Dr. Walton did extensive cardiovascular research and designed the first strain gauge arch to quantitatively measure the contractile force of the heart. The Walton-Brodie strain gauge arch was used for many years by numerous national and international scientists interested in how the heart generates the force necessary to pump the blood through the blood vessels. It was sewed onto the outside of the heart muscle to measure the force of the contraction of the heart, beat by beat. It was used experimentally in animal studies and was ultimately used in patients undergoing open-heart surgery. With the use of the strain gauge arch, physiologists and pharmacologists were able to understand how drugs work to affect the way in which the heart generates its force of contraction in response to drugs, physiologic stimuli and diseases. The device was manufactured at the Medical University and shipped all over the United States and the world. Though the device is no longer in use, the lessons learned from using it provides the basis for current understanding of how the heart works today.
At the time of his death, Dr. Walton was the principal investigator of one of the oldest continuous research grants of the National Heart and Lung Institute, National Institutes of Health. Under the 24-year grant, Dr. Walton and his colleagues in the Department of Pharmacology, including machinist O. J. Brodie, designed and manufactured the strain gauge arch, a device for measuring the contractile force of the heart.
Maria G. Buse, M.D., was born in Budapest, Hungary in 1927.
She attended medical schools at Pazmany Peter University School of Medicine in Hungary and at Switzerland’s University of Basel School of Medicine, before graduating from the University of Buenos Aires School of Medicine in 1956.
While in Argentina, Dr. Buse worked in research with Nobel laureate in physiology, Bernardo Houssay, M.D., who arranged a fellowship in medicine for her at the University of Pennsylvania Hospital and at the Cox Institute. In 1957 she joined the faculty of the Department of Medicine in the College of Medicine.
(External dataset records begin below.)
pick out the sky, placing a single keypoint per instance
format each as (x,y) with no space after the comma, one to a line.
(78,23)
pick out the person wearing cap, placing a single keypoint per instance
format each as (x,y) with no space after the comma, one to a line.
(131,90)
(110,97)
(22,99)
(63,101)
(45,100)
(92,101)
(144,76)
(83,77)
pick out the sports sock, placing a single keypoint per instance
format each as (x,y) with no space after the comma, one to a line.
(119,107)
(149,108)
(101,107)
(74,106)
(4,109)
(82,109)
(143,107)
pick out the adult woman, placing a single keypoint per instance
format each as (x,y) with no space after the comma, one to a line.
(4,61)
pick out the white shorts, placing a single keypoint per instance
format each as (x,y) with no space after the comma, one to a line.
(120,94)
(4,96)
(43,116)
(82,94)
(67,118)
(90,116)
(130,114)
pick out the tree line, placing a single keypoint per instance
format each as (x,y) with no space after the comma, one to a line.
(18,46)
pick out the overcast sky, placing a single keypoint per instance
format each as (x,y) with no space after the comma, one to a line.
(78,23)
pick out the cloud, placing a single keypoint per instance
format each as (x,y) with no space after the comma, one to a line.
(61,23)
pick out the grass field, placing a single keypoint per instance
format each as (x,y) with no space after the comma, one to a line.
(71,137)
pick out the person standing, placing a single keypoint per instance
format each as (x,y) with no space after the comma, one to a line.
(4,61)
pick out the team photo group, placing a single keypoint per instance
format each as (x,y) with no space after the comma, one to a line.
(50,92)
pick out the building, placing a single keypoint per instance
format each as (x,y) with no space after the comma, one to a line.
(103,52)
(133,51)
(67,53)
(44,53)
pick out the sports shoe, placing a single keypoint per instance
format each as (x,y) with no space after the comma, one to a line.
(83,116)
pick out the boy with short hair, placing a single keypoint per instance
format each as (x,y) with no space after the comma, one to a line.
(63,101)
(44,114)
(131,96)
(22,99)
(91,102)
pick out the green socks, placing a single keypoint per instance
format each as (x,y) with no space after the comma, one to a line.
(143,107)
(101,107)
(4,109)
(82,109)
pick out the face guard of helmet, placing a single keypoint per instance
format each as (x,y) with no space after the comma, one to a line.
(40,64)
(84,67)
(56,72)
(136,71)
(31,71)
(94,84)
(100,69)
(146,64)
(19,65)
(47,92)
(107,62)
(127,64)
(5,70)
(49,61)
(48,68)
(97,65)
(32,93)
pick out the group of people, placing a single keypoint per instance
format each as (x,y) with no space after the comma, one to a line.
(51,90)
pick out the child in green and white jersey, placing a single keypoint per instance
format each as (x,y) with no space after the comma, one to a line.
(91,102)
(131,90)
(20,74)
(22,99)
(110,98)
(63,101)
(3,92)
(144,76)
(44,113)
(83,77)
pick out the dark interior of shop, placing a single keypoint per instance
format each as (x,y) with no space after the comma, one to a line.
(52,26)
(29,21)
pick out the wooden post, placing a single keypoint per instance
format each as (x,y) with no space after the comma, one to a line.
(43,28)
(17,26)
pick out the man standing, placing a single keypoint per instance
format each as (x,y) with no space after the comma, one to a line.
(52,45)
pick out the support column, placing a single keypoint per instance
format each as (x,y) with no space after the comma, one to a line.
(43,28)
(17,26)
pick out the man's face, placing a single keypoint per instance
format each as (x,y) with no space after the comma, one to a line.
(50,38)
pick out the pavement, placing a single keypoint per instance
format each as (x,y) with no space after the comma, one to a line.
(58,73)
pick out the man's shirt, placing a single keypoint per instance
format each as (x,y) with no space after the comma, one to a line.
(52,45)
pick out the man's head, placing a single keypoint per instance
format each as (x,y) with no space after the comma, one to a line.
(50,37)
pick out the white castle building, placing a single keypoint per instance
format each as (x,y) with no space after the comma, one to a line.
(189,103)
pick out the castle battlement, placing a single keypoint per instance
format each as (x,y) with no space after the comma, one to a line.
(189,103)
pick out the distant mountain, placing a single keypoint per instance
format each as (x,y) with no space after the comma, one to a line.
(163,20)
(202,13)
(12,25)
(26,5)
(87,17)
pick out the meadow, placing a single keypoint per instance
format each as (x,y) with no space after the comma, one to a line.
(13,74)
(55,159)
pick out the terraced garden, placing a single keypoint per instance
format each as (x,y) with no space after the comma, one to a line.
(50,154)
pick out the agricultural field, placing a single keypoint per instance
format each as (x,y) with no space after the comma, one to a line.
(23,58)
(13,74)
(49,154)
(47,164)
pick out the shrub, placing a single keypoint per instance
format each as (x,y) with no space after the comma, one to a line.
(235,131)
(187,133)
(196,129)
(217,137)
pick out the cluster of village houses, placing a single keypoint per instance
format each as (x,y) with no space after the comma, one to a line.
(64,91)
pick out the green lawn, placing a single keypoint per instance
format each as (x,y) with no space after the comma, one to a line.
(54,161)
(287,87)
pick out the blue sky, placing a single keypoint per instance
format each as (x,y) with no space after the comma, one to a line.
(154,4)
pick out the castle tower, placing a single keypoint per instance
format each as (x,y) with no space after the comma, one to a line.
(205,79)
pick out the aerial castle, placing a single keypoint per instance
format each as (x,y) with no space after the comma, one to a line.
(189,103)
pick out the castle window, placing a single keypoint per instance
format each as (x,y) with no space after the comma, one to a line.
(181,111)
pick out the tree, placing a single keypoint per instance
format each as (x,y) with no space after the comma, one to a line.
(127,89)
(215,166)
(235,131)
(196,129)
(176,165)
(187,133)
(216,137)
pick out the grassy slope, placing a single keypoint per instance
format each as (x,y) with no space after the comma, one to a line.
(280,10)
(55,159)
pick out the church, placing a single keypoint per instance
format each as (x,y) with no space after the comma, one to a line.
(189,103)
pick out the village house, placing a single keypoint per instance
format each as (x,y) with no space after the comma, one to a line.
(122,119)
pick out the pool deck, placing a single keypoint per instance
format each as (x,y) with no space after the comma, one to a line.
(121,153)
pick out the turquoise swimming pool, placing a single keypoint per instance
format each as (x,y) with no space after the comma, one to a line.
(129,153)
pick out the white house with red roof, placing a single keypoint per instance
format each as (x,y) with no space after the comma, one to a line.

As a research associate in the Department of Medicine, Dr. Buse co-founded the division of endocrinology with her husband, Dr. John Buse, and established the nuclear medicine department. She served as its director until 1983. Her areas of research include diabetes, insulin resistance, and insulin receptor regulation. Dr. Buse is believed to hold one of the longest-running NIH grants in the country, “Factors that Modify Insulin Action.”
Over the course of her 50-plus years of service to MUSC, Dr. Buse has earned many honors and awards, including the American Diabetes Association Albert Renold Award (2003), the Health Science Foundation Distinguished Faculty Service Award (1998), and the Governor’s Award for Excellence in Science Research (1996). In 2003 MUSC awarded Dr. Buse its Distinguished University Professor Award, making her the first female recipient of that award. In 2008 she received the College of Medicine’s Honorary Alumnus Award.
Since 2002 the College of Graduate Studies has established a tradition of recognizing its outstanding teachers in the first-year core curriculum who play a pivotal role in providing students with the core information and tools necessary to become outstanding scientists.
Charles Burant, M.D., Ph.D., received both his degrees in 1987. He is currently professor of internal medicine, professor of molecular integrative physiology, and the Robert C. and Veronica Atkins Professor of Metabolism at the University of Michigan.
Dr. Burant is nationally and internationally known for his basic and clinical research on the cause and treatment of obesity and type-2 diabetes.
Craig Beeson, Ph.D., associate professor of pharmaceutical and biomedical sciences, has consistently been recognized as one of the college’s most outstanding teachers.